At Microshare, we make use of some of the core cryptographic capabilities developed for blockchain implementations without the peer-to-peer distribution elements that make blockchain solutions both hard to scale (try millions of transactions per hour on bitcoin blockchain) and uncomfortable for use-cases where privacy of the underlying data matters.

Most blockchain implementations utilize a merkle root algorithm to include both the content of the transaction and the lineage of the blocks (group of unrelated transactions) that precede and coincide with it. Merkle tree algorithms are powerful but also slow and expensive computationally. While the approach ensures the integrity of the block (of transactions), it is overkill for managing the single transaction. The overkill factor is one of the reasons that blockchain technology will struggle to achieve an IoT scale within the next decade.

The current transaction capacity for the bitcoin blockchain, by far the most supported public blockchain, is rated to 2 transactions per second. Compare that with the current IoT data flood which easily reaches millions of transactions per hour for common IoT use-cases such as an instrumented neighborhood, commercial office building, or transportation hub. A merkle root computation coupled with the network latency of a peer-to-peer database architecture will just not get there soon.

To achieve chain-of-custody certitude, Microshare™ uses cryptographic hashes to create unique identifiers, similar to the hashes used to secure blockchain transactions. We do not need to validate both the content of the transaction AND the surround transactions because we do not have the distributed block to worry about. Instead the “finger print” of the transaction is combined with the “finger prints” of its origins are combined into a strong key that can prove the integrity of that specific transaction. This approach is much more efficient computationally but still achieves the strongest level of chain of custody proof in the industry. We have already scaled to IoT implementation featuring millions of transactions per hour with room to spare in multi-tenant, multi-party use cases.

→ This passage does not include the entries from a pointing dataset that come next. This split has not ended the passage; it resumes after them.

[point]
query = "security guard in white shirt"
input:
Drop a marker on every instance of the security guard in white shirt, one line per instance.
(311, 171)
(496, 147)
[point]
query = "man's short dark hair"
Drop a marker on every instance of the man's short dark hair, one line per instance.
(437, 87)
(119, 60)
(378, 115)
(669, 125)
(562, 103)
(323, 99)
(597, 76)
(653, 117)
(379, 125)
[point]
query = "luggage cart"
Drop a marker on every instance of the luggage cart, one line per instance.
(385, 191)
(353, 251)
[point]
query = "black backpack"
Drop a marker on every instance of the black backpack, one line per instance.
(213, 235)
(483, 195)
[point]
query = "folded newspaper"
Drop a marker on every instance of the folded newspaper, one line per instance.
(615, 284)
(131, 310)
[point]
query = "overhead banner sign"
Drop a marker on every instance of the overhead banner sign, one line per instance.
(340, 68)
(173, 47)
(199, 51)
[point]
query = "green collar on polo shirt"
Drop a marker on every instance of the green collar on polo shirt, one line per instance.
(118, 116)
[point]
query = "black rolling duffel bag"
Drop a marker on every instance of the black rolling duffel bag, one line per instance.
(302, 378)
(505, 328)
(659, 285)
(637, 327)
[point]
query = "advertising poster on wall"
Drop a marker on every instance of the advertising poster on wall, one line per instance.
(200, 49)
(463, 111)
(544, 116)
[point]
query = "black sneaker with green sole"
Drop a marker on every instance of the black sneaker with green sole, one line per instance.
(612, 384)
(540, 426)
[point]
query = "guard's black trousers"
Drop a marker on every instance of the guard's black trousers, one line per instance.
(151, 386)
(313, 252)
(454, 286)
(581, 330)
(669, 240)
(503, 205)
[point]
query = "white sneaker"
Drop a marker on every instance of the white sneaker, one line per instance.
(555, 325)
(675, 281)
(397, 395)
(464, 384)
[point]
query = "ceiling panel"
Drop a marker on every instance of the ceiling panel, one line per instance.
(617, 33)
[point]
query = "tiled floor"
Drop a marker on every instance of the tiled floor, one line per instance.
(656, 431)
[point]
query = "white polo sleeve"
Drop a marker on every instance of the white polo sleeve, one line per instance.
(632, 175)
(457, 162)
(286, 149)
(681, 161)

Naturally to achieve this scale at speed, our data aggregation approach works differently. Rather than share all data with all network participants as with distributed blockchains, we store data centrally and make controlled sharing of centralized data assets possible through APIs which enforce enterprise policies at cloud speed and scale. The benefit of the approach is that data is easily sharable but not shared by default as with blockchain databases. The data can be seen by customers, partners, or remote lines of business following encoded data governance policies that can change with the evolving business needs of a company or privacy stance of an individual. Naturally, all parties need to trust the central holder of the data (as you do with Dropbox, Salesforce, or Google). With microshare, many of our deployments are run by trusted parties such as telecom carriers to offer these services to their customers directly, we build on the decades of established trust that these companies have earned with their customers.

Finally, because transaction management continues to be private (though conditionally shareable), more conservative technology adopters can begin to exploit the value of IoT in helping to orchestrate their supply-chain ecosystems with assurance that a) professionals are continuously working to ensure security and b) proven enterprise and cloud technologies are assuring scalability and reliability of their deployments.

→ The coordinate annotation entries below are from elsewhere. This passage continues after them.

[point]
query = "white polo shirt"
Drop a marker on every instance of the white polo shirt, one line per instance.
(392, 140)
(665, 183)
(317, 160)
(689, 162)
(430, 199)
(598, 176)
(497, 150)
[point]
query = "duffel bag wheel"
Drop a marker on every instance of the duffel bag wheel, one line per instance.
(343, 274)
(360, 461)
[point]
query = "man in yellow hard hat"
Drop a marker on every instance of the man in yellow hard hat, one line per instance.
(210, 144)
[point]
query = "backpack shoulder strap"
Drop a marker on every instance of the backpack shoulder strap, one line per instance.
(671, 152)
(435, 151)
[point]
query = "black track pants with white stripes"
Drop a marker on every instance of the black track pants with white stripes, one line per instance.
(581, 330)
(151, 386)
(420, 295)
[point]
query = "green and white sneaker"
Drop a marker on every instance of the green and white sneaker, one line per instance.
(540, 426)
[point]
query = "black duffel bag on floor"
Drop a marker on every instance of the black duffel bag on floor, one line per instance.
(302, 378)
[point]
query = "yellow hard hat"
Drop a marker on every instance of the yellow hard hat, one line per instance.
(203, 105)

By using key technologies from blockchain in these less intimidating ways, we believe that we are providing an adoption path that can safely lead people from their “traditional perimeter’ mindsets to a future where peer-to-peer technologies are the norm. Along that path, you have professionals with decades of experience in enterprise systems on your team to manage the risks of that journey without sacrificing the vision of the business.


Tim Panagos is the Chief Technology Officer at Microshare Inc.